Wrongly convicted man set free after 25 years

(Reuters)
Updated: 2006-11-01 09:45

DALLAS - DNA testing has set a Dallas man free 25 years after his wrongful conviction of rape, the latest such case that judicial activists say highlights racial bias and other shortcomings in the US justice system.

Larry Fuller, 57, a black Vietnam war veteran, walked out of court a free man on Tuesday after the legal advocacy group the Innocence Project took up his case.

He was the 10th wrongfully convicted prisoner to be freed in Dallas County based on DNA testing in the past five years.

Fuller was convicted of aggravated rape in 1981 and sentenced to 50 years in prison.
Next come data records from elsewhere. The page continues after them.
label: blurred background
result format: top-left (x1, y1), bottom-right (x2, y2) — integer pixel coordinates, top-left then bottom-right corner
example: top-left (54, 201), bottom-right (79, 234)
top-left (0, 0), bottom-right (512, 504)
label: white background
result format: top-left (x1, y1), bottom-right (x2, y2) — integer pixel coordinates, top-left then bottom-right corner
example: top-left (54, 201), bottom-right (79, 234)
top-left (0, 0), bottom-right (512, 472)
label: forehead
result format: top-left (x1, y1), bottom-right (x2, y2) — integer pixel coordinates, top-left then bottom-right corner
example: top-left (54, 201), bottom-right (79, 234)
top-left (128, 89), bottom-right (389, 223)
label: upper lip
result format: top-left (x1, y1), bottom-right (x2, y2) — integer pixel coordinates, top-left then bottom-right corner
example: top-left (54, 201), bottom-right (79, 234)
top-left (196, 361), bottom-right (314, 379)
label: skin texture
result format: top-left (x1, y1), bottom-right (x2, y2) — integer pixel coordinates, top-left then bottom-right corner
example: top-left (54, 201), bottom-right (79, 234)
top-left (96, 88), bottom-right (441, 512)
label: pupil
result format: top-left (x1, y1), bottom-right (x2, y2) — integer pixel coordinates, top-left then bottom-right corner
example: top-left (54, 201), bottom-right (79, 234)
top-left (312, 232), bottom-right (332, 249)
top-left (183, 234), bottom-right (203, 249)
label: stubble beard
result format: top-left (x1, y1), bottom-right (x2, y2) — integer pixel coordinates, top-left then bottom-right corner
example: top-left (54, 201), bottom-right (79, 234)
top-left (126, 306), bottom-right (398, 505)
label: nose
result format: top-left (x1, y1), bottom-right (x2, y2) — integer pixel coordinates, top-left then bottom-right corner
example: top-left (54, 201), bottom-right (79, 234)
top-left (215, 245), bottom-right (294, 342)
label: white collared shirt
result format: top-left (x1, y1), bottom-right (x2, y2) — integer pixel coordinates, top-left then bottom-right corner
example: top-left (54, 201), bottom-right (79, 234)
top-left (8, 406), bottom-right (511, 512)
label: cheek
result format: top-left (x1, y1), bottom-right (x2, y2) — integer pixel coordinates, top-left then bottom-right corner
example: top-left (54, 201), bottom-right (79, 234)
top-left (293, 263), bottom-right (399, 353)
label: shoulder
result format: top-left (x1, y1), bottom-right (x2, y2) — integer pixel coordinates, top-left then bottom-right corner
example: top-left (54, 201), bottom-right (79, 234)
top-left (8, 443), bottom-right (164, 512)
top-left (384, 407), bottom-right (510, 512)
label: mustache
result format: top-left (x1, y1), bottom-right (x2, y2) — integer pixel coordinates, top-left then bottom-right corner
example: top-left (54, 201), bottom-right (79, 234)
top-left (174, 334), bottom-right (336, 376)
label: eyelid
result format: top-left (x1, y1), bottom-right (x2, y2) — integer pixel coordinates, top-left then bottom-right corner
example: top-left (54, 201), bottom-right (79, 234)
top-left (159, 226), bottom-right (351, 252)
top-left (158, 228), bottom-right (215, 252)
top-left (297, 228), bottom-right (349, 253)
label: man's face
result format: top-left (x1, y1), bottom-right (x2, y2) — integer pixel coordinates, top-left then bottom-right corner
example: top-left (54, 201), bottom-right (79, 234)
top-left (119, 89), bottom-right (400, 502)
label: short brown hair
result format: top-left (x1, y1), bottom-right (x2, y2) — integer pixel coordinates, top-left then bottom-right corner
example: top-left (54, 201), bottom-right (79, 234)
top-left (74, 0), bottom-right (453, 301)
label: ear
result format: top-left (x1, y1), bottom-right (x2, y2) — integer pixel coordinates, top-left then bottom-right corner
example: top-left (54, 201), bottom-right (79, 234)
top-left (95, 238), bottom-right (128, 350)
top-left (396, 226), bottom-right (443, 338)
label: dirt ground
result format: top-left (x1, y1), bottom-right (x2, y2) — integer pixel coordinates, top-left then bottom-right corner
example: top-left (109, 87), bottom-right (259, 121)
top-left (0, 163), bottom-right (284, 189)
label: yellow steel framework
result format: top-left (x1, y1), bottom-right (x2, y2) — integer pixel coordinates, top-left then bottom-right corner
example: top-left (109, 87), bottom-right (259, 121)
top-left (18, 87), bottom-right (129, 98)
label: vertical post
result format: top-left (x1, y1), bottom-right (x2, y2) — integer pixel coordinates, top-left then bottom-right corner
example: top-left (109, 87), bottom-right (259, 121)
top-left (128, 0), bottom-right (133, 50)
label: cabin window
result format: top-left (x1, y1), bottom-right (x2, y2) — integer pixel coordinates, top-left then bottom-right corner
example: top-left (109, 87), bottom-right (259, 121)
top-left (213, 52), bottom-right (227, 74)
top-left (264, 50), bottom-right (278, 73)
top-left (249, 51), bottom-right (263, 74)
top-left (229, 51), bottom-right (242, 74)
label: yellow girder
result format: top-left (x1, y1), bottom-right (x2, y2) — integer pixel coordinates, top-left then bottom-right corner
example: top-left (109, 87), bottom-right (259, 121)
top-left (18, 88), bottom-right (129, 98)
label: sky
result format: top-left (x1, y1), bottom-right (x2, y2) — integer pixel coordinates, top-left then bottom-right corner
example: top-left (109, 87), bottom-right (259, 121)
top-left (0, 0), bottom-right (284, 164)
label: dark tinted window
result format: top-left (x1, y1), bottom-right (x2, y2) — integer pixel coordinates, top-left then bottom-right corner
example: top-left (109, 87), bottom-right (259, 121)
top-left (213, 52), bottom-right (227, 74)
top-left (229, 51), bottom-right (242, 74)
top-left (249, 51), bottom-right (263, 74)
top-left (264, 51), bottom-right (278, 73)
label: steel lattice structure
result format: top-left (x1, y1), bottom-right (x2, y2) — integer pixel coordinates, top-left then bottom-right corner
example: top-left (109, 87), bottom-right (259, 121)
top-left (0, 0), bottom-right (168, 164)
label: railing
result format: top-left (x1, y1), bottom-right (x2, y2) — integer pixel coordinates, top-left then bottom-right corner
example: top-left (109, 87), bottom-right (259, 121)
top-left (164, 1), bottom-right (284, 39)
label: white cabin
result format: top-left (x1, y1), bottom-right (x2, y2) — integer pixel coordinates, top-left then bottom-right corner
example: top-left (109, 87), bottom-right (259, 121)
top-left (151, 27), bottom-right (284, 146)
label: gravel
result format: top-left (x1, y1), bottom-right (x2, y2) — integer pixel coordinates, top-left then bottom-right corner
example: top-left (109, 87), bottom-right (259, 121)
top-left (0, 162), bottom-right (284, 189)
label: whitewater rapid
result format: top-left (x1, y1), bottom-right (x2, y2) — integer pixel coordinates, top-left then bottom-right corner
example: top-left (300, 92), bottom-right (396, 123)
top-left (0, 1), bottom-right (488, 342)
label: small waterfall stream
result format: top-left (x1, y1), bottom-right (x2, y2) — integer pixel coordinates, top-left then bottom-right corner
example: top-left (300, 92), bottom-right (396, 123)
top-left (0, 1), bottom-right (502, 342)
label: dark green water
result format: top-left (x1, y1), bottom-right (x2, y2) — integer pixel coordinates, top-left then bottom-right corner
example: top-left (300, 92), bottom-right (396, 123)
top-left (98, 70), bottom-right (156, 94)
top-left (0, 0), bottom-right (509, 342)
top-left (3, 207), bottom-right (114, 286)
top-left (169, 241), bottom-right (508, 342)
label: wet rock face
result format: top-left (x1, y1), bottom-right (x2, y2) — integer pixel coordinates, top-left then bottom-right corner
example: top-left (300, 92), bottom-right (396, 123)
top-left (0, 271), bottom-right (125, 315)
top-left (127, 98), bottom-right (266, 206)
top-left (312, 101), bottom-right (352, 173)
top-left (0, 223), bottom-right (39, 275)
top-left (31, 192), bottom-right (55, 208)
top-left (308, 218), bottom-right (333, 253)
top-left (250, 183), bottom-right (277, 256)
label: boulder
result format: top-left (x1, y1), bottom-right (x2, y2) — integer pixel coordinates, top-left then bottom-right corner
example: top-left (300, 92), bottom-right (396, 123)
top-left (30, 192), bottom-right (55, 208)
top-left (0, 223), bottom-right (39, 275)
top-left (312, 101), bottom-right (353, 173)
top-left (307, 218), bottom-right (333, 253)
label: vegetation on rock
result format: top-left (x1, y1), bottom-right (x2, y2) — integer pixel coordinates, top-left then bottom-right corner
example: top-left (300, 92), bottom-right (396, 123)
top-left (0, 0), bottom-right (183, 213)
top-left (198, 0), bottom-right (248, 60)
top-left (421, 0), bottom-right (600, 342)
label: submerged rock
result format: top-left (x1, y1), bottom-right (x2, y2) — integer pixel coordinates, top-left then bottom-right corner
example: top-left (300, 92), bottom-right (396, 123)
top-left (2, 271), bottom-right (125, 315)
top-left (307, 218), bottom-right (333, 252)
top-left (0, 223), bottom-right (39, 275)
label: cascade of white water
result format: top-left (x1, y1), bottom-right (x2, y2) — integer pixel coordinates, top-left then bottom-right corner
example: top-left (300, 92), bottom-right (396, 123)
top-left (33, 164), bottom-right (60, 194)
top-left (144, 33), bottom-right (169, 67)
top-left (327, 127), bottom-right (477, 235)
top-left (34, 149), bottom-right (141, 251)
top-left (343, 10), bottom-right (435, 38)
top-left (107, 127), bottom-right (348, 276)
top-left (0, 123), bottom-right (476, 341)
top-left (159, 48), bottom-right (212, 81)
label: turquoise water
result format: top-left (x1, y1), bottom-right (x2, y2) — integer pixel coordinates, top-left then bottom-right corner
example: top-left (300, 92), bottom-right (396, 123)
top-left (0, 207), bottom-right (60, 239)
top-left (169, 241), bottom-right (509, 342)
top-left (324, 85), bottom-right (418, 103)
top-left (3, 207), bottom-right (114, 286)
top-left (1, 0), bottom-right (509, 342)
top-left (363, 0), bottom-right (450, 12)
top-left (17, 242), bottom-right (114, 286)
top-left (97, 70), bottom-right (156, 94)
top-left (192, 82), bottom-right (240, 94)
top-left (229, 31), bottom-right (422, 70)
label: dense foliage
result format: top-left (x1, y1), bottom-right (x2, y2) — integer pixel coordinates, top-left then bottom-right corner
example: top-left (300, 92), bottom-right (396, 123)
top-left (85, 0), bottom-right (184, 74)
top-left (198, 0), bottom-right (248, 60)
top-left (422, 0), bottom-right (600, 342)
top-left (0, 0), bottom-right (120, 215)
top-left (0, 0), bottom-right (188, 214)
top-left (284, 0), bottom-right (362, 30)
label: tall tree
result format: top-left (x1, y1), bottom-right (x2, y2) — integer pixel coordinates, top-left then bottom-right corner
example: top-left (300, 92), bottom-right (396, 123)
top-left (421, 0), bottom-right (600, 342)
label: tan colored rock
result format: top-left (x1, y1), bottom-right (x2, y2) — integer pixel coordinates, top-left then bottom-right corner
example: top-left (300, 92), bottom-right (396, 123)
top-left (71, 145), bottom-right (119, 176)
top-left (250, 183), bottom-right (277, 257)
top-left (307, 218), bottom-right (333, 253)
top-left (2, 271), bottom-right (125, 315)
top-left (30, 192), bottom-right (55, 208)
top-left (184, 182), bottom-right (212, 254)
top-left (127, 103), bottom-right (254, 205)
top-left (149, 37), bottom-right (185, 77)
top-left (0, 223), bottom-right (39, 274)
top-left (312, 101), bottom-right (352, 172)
"Any time DNA proves a wrongful conviction, we need to learn what went wrong so it can be prevented in the future. When DNA proves 10 wrongful convictions in one county, the need for reform can't be ignored." said Maddy deLone, the executive director of the Innocence Project.

The Innocence Project said many of these cases involved misidentification involving white victims or eyewitnesses and black suspects.

"That was the case here, Larry Fuller was black and the victim was white," Eric Ferrero, director of communications at the Innocence Project, told Reuters.

Such cases evoke Harper Lee's classic novel "To Kill a Mockingbird", which revolves around the case of a black man accused of raping a white woman in the American South.

According to the Innocence Project, there have been over 180 post-conviction DNA exonerations in the United States since 1989. More than half of these cases have involved African Americans.